With that out of the way, we finally moved onto John 6:53-58. I suggested that I was in the minority in my interpretation of these verses because I'm Catholic. Barry (who is such a gentle and kind man, and is newly engaged, so pray for him and his fiancée) asked me to give that Catholic interpretation.
So I did. I defended the Catholic teaching on the Eucharist several ways. I defended drinking Christ's blood against the commandment not to consume the blood of animals. I defended Christ's language, going from phago ("to consume" which could be philosophical, not physical) to trogo ("to gnaw", which is not used outside of the literal sense). I defended the context of this passage, which starts with the miraculous multiplication of fishes and loaves (a superabundance, an overabundance); which starts with mention of the Passover and ends with mention of Judas' future betrayal (as do the Last Supper accounts of the synoptic gospels). I defended the Church's "policy" on a "closed communion": receiving Holy Communion in the Catholic Church is a sign of being in Communion with the Church and all she teaches and professes to be true. I defended against the argument of "it is the Spirit that gives life; the flesh is of no avail", because Jesus does not say his flesh is of no avail, and the words that he spoke (which are Spirit and life) are quite plainly: "eat my flesh and drink my blood".

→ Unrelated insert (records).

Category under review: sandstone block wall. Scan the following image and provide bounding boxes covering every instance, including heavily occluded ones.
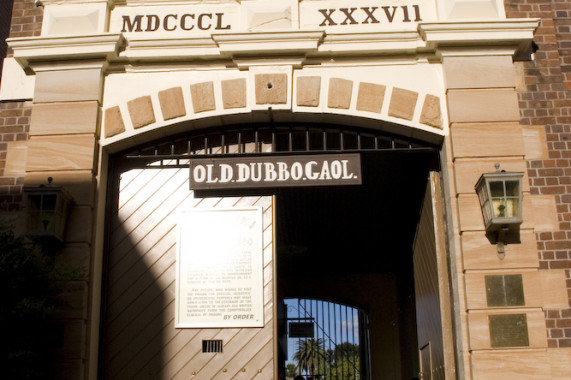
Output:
[505,0,571,347]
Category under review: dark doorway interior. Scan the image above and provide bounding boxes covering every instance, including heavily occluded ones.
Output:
[276,152,438,380]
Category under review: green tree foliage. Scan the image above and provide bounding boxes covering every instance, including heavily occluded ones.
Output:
[293,339,326,376]
[0,228,58,380]
[286,363,297,377]
[327,342,361,380]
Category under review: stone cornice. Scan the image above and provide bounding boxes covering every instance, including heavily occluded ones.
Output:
[6,34,125,70]
[418,19,539,55]
[7,19,539,70]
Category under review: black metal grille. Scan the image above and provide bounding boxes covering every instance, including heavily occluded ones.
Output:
[202,340,222,353]
[125,124,436,168]
[285,298,370,380]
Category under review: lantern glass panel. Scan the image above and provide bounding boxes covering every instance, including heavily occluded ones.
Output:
[478,186,492,223]
[506,181,520,218]
[490,181,506,218]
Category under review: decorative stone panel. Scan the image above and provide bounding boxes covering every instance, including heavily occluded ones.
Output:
[105,106,125,138]
[127,96,156,128]
[159,87,186,120]
[221,78,247,109]
[190,82,216,113]
[357,82,386,113]
[255,74,287,104]
[296,76,321,107]
[389,88,418,120]
[420,95,442,128]
[327,78,353,110]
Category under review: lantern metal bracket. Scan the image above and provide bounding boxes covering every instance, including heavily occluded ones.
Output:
[496,226,509,260]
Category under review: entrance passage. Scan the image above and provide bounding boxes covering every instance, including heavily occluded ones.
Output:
[276,152,437,380]
[285,298,369,380]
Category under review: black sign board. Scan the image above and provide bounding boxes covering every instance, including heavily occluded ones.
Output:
[289,322,315,338]
[190,154,361,190]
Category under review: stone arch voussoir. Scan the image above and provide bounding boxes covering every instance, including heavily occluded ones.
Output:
[101,72,445,149]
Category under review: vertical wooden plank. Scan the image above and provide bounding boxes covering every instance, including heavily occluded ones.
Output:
[103,166,275,379]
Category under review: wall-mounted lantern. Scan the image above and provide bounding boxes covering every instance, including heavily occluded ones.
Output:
[475,164,523,259]
[24,177,72,243]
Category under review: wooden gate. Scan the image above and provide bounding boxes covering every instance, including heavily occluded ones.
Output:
[413,172,455,380]
[100,168,274,380]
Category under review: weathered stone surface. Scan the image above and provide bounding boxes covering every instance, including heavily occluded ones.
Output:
[34,69,101,103]
[105,106,125,138]
[448,88,520,123]
[190,82,216,113]
[127,96,156,129]
[30,101,99,136]
[357,82,386,113]
[443,55,515,89]
[327,78,353,110]
[26,135,96,172]
[389,87,418,120]
[450,122,525,157]
[420,95,442,129]
[296,76,321,107]
[159,87,186,120]
[4,141,28,176]
[222,78,247,109]
[24,170,97,206]
[255,74,287,104]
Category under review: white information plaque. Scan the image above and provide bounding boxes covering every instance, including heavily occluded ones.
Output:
[175,207,264,328]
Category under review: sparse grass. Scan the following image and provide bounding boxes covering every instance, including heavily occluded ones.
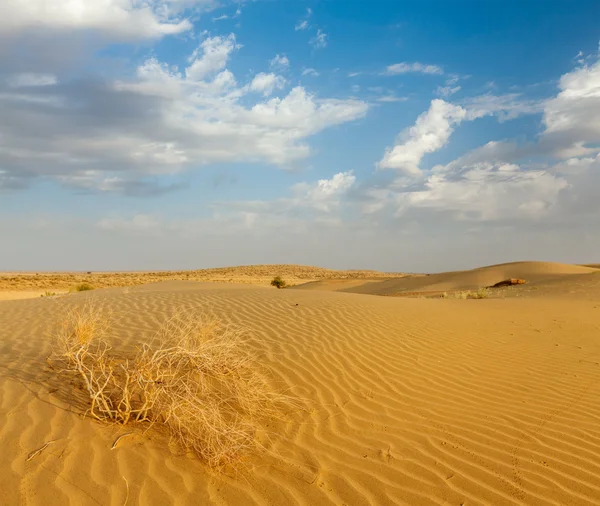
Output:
[53,303,284,467]
[271,276,286,288]
[72,283,94,292]
[450,288,490,299]
[469,288,490,299]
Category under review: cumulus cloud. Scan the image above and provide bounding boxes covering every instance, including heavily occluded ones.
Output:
[250,72,286,97]
[0,0,213,40]
[436,86,461,98]
[310,28,328,49]
[213,171,356,228]
[384,62,444,76]
[460,93,544,121]
[269,54,290,69]
[302,69,319,77]
[396,163,568,221]
[378,99,467,176]
[185,34,242,81]
[543,56,600,158]
[0,35,368,194]
[7,72,57,88]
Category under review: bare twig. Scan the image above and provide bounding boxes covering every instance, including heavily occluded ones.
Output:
[25,439,58,462]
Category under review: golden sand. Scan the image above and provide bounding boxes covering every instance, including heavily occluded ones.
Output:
[0,263,600,505]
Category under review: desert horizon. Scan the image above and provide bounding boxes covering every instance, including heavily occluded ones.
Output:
[0,0,600,506]
[0,261,600,505]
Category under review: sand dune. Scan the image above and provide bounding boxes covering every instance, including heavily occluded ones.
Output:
[0,278,600,505]
[0,264,404,300]
[295,262,600,295]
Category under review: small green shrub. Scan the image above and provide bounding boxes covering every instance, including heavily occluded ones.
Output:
[271,276,286,288]
[73,283,94,292]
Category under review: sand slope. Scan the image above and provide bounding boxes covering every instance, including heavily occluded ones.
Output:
[0,282,600,505]
[294,262,600,295]
[0,264,404,300]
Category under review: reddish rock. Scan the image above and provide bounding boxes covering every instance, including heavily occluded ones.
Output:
[489,278,527,288]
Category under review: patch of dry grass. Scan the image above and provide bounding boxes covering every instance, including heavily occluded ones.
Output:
[53,303,284,467]
[450,288,490,299]
[0,264,405,290]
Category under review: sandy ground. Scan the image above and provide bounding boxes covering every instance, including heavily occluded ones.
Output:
[0,264,404,300]
[0,264,600,505]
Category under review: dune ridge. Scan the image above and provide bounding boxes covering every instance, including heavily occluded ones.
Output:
[0,281,600,505]
[295,262,600,295]
[0,264,405,300]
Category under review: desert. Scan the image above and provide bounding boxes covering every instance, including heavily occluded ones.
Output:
[0,262,600,505]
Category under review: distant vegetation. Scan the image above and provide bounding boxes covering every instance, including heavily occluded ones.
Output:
[271,276,286,288]
[49,304,288,467]
[442,288,490,299]
[73,283,94,292]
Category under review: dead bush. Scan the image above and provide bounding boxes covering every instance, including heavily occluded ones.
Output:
[53,304,285,466]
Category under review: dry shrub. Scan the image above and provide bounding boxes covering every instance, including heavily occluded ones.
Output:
[453,288,490,299]
[54,304,284,466]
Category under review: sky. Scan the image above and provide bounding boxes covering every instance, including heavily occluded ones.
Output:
[0,0,600,272]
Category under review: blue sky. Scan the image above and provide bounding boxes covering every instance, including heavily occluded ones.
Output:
[0,0,600,271]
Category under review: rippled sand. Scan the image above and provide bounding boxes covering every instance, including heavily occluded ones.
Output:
[0,268,600,505]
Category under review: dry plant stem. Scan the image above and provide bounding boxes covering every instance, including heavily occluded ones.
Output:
[52,308,283,466]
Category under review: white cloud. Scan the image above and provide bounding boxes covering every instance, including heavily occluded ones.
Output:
[377,95,408,102]
[396,163,568,221]
[460,93,544,121]
[310,28,327,49]
[8,72,58,88]
[292,171,356,212]
[378,99,467,176]
[269,54,290,69]
[250,72,286,97]
[543,60,600,157]
[436,86,461,98]
[0,0,207,40]
[97,214,161,233]
[213,171,356,227]
[0,35,368,194]
[185,34,242,81]
[384,62,444,76]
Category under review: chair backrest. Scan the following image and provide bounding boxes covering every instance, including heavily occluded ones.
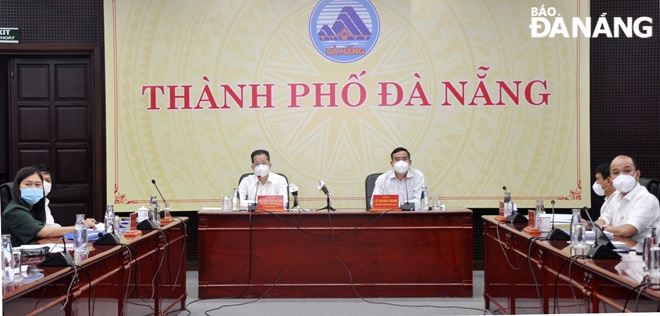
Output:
[639,177,660,199]
[364,172,383,211]
[238,172,290,209]
[0,182,14,212]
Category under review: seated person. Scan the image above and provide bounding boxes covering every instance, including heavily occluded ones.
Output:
[238,149,289,209]
[2,167,96,247]
[32,163,61,227]
[371,147,424,210]
[596,156,660,243]
[592,163,616,223]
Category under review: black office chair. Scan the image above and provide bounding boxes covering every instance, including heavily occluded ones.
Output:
[364,172,383,212]
[238,172,291,210]
[0,182,14,212]
[639,177,660,199]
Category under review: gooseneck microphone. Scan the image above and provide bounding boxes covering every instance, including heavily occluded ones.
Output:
[39,237,74,267]
[151,179,167,203]
[318,180,330,197]
[317,180,336,211]
[289,183,300,208]
[548,200,571,240]
[248,176,261,212]
[401,174,415,211]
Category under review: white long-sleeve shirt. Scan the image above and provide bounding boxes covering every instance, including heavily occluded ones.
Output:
[600,183,660,242]
[238,172,289,209]
[371,168,424,210]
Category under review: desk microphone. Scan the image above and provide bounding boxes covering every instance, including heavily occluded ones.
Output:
[151,179,167,203]
[39,236,73,267]
[401,174,415,211]
[317,180,330,197]
[548,200,571,240]
[289,183,300,208]
[246,176,261,212]
[317,180,336,212]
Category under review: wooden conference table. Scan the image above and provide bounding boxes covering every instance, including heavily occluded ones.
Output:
[2,218,188,315]
[199,209,473,298]
[482,216,660,314]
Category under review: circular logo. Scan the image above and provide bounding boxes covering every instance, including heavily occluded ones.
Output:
[309,0,380,63]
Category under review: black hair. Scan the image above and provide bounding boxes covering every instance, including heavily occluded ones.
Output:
[250,149,270,163]
[390,147,410,160]
[596,163,610,179]
[32,162,53,175]
[12,167,46,224]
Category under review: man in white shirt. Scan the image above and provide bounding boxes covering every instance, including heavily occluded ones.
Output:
[32,163,62,227]
[371,147,424,210]
[596,156,660,242]
[238,149,289,209]
[592,163,616,221]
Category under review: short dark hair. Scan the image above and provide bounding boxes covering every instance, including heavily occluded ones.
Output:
[390,147,410,160]
[596,163,610,179]
[32,162,53,175]
[12,167,46,224]
[250,149,270,163]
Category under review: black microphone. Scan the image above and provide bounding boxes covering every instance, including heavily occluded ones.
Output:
[548,200,571,240]
[318,180,330,197]
[39,235,74,267]
[289,183,300,208]
[151,179,167,203]
[246,176,261,212]
[401,175,415,211]
[316,180,335,212]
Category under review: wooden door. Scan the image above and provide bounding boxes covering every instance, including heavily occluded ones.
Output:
[9,55,94,226]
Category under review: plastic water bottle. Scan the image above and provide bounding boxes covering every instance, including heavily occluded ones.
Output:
[642,227,657,272]
[504,192,513,217]
[73,214,89,253]
[149,195,160,227]
[570,208,582,242]
[222,195,231,212]
[1,234,14,284]
[103,205,115,234]
[534,200,545,229]
[231,188,241,212]
[422,187,429,211]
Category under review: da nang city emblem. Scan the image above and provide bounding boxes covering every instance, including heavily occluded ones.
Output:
[309,0,380,63]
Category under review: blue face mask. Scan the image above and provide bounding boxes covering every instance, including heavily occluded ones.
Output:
[21,188,44,205]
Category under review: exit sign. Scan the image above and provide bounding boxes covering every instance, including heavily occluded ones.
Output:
[0,27,18,43]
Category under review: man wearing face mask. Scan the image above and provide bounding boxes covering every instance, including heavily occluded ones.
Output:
[371,147,424,210]
[591,163,616,222]
[238,149,289,209]
[32,163,61,227]
[596,156,660,242]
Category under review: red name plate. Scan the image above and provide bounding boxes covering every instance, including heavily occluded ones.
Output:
[257,195,285,212]
[371,194,399,211]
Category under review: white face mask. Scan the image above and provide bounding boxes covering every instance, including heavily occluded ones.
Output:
[44,181,53,196]
[254,165,270,177]
[394,160,410,174]
[612,174,637,193]
[591,182,605,196]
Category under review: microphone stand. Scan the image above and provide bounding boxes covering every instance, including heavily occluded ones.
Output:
[547,200,571,240]
[316,193,337,212]
[401,174,415,211]
[248,176,261,212]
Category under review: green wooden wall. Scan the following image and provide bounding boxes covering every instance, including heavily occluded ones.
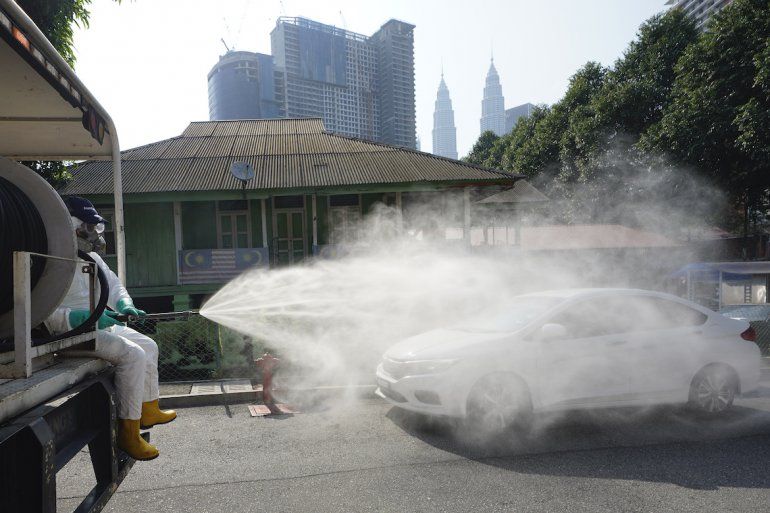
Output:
[181,201,217,249]
[361,193,383,216]
[310,194,329,246]
[125,203,177,287]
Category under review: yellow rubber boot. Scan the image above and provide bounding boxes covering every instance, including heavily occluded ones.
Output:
[118,419,159,461]
[141,399,176,429]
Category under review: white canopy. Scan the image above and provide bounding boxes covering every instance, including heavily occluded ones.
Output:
[0,0,125,280]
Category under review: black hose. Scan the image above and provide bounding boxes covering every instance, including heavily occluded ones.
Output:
[0,177,48,315]
[32,250,110,347]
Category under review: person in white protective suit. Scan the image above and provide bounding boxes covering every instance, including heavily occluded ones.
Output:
[45,197,176,460]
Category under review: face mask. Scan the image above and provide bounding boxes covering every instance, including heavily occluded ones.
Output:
[72,217,107,254]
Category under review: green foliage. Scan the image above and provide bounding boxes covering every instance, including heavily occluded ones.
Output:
[463,130,499,167]
[16,0,91,66]
[464,4,770,230]
[16,0,121,188]
[21,160,72,189]
[642,0,770,229]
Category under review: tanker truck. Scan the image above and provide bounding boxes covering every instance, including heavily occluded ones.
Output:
[0,0,140,513]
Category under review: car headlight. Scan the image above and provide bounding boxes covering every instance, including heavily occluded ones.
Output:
[403,360,457,376]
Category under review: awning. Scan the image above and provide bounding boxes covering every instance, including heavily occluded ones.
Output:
[0,0,112,160]
[0,0,125,280]
[668,262,770,281]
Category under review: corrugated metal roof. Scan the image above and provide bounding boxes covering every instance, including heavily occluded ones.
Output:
[479,180,550,204]
[521,224,681,251]
[61,119,521,194]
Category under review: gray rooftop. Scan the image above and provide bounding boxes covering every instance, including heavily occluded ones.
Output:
[60,119,521,195]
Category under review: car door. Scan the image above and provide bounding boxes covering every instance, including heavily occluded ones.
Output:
[627,296,708,402]
[539,297,633,407]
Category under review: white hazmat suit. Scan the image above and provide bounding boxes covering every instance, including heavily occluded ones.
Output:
[45,253,159,419]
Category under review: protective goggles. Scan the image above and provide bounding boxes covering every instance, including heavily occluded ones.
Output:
[72,216,104,235]
[80,223,104,234]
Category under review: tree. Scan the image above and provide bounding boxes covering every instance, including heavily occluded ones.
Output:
[642,0,770,229]
[463,130,499,166]
[16,0,114,188]
[593,9,699,140]
[16,0,91,67]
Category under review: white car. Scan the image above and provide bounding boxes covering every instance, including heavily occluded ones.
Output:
[377,289,761,430]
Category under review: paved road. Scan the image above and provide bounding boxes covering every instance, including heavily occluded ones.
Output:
[58,382,770,513]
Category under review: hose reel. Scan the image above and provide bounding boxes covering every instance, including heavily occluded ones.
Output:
[0,157,77,339]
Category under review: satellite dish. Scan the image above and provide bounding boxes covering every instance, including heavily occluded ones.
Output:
[230,162,254,185]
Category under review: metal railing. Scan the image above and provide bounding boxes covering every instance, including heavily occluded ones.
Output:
[128,312,264,382]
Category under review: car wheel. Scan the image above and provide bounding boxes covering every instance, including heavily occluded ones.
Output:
[690,365,738,416]
[467,373,532,435]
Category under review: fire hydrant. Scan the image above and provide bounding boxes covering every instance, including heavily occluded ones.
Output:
[254,353,280,406]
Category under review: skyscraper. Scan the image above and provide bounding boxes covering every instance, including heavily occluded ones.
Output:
[433,73,457,159]
[208,51,282,120]
[481,59,505,135]
[371,20,417,148]
[505,103,535,134]
[666,0,732,30]
[270,17,416,148]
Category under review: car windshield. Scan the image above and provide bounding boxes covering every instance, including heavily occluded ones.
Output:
[719,305,770,321]
[453,296,563,333]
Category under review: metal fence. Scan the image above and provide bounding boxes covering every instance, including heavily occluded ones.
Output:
[128,313,263,382]
[750,321,770,356]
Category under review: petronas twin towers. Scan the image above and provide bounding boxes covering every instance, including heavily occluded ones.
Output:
[433,73,457,160]
[433,59,505,159]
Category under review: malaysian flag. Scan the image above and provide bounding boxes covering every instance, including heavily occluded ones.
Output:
[179,248,269,285]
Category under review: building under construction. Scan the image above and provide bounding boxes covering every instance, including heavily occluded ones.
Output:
[209,17,416,149]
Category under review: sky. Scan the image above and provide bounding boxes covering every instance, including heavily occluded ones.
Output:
[75,0,665,157]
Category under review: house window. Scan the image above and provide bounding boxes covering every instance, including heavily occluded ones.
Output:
[329,194,361,244]
[217,200,251,249]
[95,205,115,256]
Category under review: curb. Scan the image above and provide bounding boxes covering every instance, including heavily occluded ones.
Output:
[159,382,377,409]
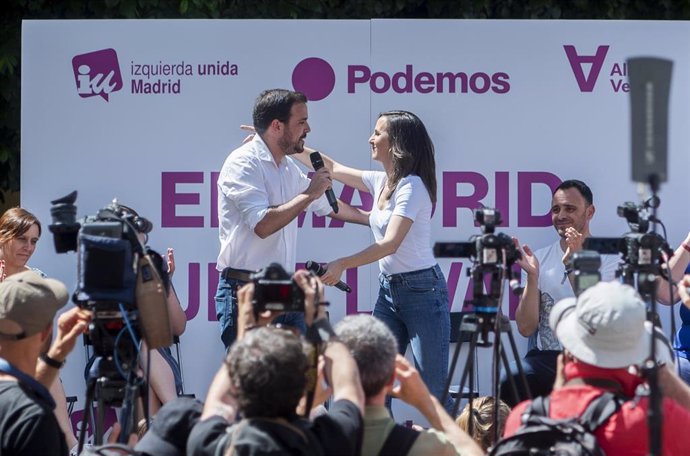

I also corrected a few misconceptions (voiced or not). The Church does not teach that Jesus becomes bread and wine: bread and wine become Jesus. The Church does not teach that mindless and rote consumption of Holy Communion saves us; on the contrary, she believes what St. Paul says on the subject, that those who receive unworthily receive condemnation! (cf. 1 Cor 11:27-30) I answered a question about whether a person has to receive Communion (such as a person who is baptized and dies before receiving Communion), although I didn't cite the Council of Trent (Session 21, Chapter IV).
We didn't finish the chapter, so I'll be going again next Thursday night for some "followup". Please pray for me, and pray for Barry, Steve, Kevin, Steve, John, Alan, Sidney, Joe, Yeol, and Gary.